Philanthropist elected first Slovak president with no communist past

Philanthropist elected first Slovak president with no communist past

BRATISLAVA - Agence France-Presse

51-year-old Kiska will be Slovakia's first president since independence in 1993 without a past in the Communist party. REUTERS Photo

Political newcomer and millionaire Andrej Kiska emerged out of nowhere to win a landslide in Saturday's presidential run-off, preventing veteran leftist Slovak Prime Minister Robert Fico from tightening his grip on power.
     
A non-aligned centrist who made his fortune in the consumer-credit business, the 51-year-old Kiska will be Slovakia's first president since independence in 1993 without a past in the Communist party.
      
"I want to re-establish the people's trust in the office of president," Kiska said in a victory speech at his campaign headquarters in the capital Bratislava.        

The millionaire-turned-philanthropist who has given away most of his fortune to charity also vowed to "make politics more human."       
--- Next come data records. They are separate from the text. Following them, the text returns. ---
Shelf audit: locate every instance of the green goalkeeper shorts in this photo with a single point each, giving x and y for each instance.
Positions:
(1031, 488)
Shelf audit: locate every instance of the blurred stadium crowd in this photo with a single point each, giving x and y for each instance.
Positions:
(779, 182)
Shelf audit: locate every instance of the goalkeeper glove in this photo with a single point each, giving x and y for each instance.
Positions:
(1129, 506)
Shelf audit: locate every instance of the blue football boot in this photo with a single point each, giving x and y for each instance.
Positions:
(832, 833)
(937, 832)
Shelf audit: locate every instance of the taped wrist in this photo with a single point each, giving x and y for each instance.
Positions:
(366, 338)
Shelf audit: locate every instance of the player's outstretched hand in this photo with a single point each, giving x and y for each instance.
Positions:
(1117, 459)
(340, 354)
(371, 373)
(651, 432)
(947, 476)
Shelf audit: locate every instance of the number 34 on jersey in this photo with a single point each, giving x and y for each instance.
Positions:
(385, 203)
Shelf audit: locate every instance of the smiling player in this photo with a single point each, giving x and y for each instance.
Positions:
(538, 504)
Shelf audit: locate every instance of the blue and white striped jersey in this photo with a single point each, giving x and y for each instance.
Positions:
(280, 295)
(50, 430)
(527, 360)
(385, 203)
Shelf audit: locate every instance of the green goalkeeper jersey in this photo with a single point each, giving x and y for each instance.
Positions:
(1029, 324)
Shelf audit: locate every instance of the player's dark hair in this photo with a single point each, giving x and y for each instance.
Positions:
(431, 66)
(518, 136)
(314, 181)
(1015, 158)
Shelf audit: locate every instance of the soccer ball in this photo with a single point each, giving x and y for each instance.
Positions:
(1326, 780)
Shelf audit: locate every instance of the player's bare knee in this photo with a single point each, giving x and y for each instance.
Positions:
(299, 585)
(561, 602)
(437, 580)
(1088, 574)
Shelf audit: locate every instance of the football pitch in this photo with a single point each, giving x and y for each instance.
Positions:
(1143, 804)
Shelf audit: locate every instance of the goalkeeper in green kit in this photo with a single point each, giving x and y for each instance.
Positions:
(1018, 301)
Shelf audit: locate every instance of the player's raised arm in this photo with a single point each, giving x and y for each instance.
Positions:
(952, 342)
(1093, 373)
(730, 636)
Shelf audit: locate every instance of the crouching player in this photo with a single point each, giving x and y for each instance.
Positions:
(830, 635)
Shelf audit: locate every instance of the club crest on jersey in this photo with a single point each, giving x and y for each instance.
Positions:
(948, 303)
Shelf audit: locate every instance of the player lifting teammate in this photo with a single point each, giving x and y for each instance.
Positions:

Fico, who will likely stay on as prime minister in the runup to a 2016 general election, conceded defeat as results showed Kiska winning a landslide.
      
Based on results from 99 percent the vote, Kiska scored 59.4 percent of the vote compared to Fico's 40.6 percent result, the election commission said.
      
"This election was a referendum on Fico and his government, and he clearly lost it," Grigorij Meseznikov, Bratislava-based analyst from the Institute for Public Affairs told AFP of the premier's failed attempt to monopolise power.
      
"The vast majority of voters have expressed their disillusion with Fico, he was unable to mobilise his core voters," he added.
      
A prospect of Smer winning control of both parliament and the presidency galvanised opponents in the ex-communist country of 5.4 million, which joined the European Union in 2004 and the eurozone in 2009.
     
Fico's party has a majority 83 seats in the 150-member parliament, with the next general election scheduled for 2016.
      
Analysts also warned that if he had taken the presidency, Fico could have tried to amend the constitution to boost presidential powers and transform the parliamentary system into a presidential one.
       Crucially, Kiska sold himself as a bulwark against a Fico power grab.
                       "I voted for Kiska to prevent Fico from winning," Denisa Angyalova told AFP as she cast her ballot earlier Saturday in a sunny Bratislava, adding: "Fico is too power-hungry and I don't want one party to rule."        Her sentiments were echoed by pensioner Stefan Horvath: "I voted for Kiska because he is not as corrupt as other politicians. He brings a breath of fresh air to politics and he understands people."        Endorsed by heavyweight European Socialists like French President Francois Hollande and European Parliament chief Martin Schulz, veteran leftist Fico, 49, had tried to cast Kiska as politically naive and out of his depth.
       But Kiska, who is widely regarded as a self-made man with a very good nose for business, capitalised on his image as a political greenhorn untainted by the kind of corruption allegations that have ravaged Slovakia's right wing.         Politics here were rocked to the core late 2011 when a secret-service file, code-named Gorilla, leaked on the Internet revealed alleged links between oligarchs from a private financial group and nearly all of the right-wing political elite.
       In the 2012 general election, angry voters ousted right-of-centre politicians and Fico won by a landslide, enabling him to form a one-party government backed by a strong independent majority in the parliament.
       "Kiska's number one goal now should be to try to unify a very polarised Slovak society," Bratislava-based analyst Eduard Chmelar told AFP, pointing to the divisive election campaign.
       "It's a new feeling to be voting for myself," said Kiska earlier Saturday as he cast his ballot in his provincial hometown of Poprad, in northern Slovakia.
       He has revealed bouts of soul-searching and having "flirted" with Judaism and Buddhism before returning to Catholicism in his autobiography titled "A Manager's Road from Hell".
       But Fico's bid to paint Kiska as an incompetent political novice dabbling in Scientology -- a claim Kiska denies -- fell flat with voters.
       The incoming president will be sworn in on June 15, when leftist incumbent Ivan Gasparovic's second term ends.
       Driven by electronics and car exports, the Slovak economy is set to expand by 2.3 percent this year.